Astrophysicists say they are a step closer to understanding the origin of a faint glow of gamma rays covering the night sky.
They have found that this light is brighter in regions that contain a lot of matter and dimmer where matter is sparser – a correlation that could help them narrow down the properties of exotic astrophysical objects and invisible dark matter.
The international team created the map above by combining a year of data from the Dark Energy Survey (DES), which takes optical images of the sky, with nine years of data from the Fermi Gamma-ray Space Telescope, which observes cosmic gamma rays while it orbits the Earth.
The glow, known as unresolved gamma-ray background, stems from sources that are so faint and far away that researchers can’t identify them individually. Yet, the fact that the locations where these gamma rays originate match up with where mass is found in the distant universe could be a key puzzle piece in identifying those sources.
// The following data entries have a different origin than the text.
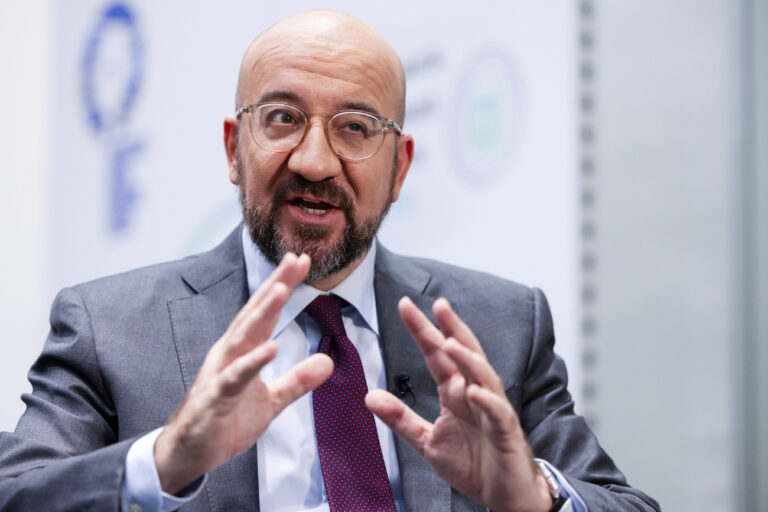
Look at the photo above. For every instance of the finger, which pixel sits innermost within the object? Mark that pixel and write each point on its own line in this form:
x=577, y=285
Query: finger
x=291, y=271
x=452, y=326
x=259, y=322
x=502, y=421
x=429, y=339
x=400, y=418
x=300, y=380
x=473, y=366
x=239, y=373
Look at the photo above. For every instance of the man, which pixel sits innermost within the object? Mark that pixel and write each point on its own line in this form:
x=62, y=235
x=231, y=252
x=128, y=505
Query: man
x=317, y=151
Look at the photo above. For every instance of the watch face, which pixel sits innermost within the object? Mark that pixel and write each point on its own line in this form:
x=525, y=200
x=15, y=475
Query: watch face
x=554, y=486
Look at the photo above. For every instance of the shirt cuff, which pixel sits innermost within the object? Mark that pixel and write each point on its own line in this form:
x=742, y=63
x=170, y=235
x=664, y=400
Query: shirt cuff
x=141, y=488
x=574, y=502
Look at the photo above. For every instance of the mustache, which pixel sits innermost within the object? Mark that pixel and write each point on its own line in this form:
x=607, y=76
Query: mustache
x=328, y=191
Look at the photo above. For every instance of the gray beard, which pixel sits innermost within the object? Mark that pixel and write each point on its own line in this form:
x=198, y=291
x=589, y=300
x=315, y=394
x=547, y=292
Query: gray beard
x=356, y=238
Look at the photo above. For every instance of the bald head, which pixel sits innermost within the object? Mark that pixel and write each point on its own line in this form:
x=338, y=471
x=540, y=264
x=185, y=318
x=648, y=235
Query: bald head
x=324, y=36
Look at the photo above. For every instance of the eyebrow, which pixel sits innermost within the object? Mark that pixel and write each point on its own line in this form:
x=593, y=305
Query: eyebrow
x=279, y=95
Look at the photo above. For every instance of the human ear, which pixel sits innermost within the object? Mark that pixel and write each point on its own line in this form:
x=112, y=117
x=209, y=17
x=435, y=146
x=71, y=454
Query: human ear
x=231, y=131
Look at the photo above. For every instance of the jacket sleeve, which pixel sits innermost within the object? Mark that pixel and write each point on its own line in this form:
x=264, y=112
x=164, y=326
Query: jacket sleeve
x=563, y=438
x=64, y=453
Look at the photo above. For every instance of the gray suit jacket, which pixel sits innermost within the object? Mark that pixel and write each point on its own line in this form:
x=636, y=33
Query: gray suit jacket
x=123, y=350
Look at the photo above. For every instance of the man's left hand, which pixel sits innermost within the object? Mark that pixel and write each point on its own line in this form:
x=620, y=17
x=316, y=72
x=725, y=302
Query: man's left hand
x=476, y=444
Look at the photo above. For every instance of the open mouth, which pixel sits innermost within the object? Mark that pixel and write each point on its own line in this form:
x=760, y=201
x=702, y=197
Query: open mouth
x=312, y=206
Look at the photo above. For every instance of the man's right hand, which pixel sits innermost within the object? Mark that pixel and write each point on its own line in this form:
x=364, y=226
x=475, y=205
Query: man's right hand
x=228, y=406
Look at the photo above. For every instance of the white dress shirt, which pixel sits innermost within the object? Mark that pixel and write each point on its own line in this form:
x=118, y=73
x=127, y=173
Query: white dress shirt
x=290, y=478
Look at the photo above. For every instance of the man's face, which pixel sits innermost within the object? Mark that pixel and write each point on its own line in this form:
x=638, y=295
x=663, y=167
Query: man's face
x=309, y=200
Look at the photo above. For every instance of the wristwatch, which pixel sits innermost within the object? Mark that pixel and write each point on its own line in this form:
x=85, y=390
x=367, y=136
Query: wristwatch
x=558, y=500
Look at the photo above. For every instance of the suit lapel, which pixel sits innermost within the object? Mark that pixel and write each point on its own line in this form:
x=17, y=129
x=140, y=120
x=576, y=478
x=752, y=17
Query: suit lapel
x=219, y=289
x=397, y=277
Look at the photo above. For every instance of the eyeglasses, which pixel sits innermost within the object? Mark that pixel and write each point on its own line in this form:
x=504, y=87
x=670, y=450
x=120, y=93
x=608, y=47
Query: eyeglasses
x=353, y=136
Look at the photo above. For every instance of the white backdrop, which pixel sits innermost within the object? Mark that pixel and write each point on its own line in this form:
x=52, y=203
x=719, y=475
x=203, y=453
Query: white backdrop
x=137, y=172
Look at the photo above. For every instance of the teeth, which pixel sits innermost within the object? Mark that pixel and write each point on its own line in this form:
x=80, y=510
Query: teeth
x=313, y=211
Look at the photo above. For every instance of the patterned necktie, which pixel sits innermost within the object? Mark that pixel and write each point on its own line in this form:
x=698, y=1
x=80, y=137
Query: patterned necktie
x=350, y=455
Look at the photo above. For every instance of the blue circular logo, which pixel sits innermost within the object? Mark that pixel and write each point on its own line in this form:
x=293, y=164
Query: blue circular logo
x=112, y=68
x=488, y=116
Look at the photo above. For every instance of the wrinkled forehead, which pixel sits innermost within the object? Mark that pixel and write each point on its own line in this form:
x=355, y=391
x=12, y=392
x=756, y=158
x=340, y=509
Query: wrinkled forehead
x=323, y=56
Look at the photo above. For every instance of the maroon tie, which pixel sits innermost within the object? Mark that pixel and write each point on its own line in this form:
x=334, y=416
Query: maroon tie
x=350, y=455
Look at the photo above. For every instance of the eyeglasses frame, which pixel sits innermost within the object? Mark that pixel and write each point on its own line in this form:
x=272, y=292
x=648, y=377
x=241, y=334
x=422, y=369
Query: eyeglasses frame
x=387, y=125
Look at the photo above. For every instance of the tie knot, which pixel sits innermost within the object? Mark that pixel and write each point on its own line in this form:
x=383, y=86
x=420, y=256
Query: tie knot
x=326, y=311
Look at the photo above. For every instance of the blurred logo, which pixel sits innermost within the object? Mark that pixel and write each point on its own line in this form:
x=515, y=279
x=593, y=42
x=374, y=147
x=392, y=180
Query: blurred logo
x=112, y=69
x=488, y=117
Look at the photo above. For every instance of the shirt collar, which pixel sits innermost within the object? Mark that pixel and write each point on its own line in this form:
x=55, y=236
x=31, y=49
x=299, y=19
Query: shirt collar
x=357, y=288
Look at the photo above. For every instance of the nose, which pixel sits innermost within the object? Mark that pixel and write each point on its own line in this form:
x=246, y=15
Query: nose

“The background is the sum of a lot of things ‘out there’ that produce gamma rays,” says Simone Ammazzalorso from the University of Turin, Italy, who co-led the analysis.
“Having been able to measure for the first time its correlation with gravitational lensing – tiny distortions of images of far galaxies produced by the distribution of matter – helps us disentangle them.”
What’s really intriguing, adds Daniel Gruen from Stanford University in the US, is that the correlation they measured doesn’t completely match their expectations.
“This could mean that we either need to adjust our existing models for objects that emit gamma rays, or it could hint at other sources, such as dark matter.”
The study has been accepted for publication in the journal Physical Review Letters.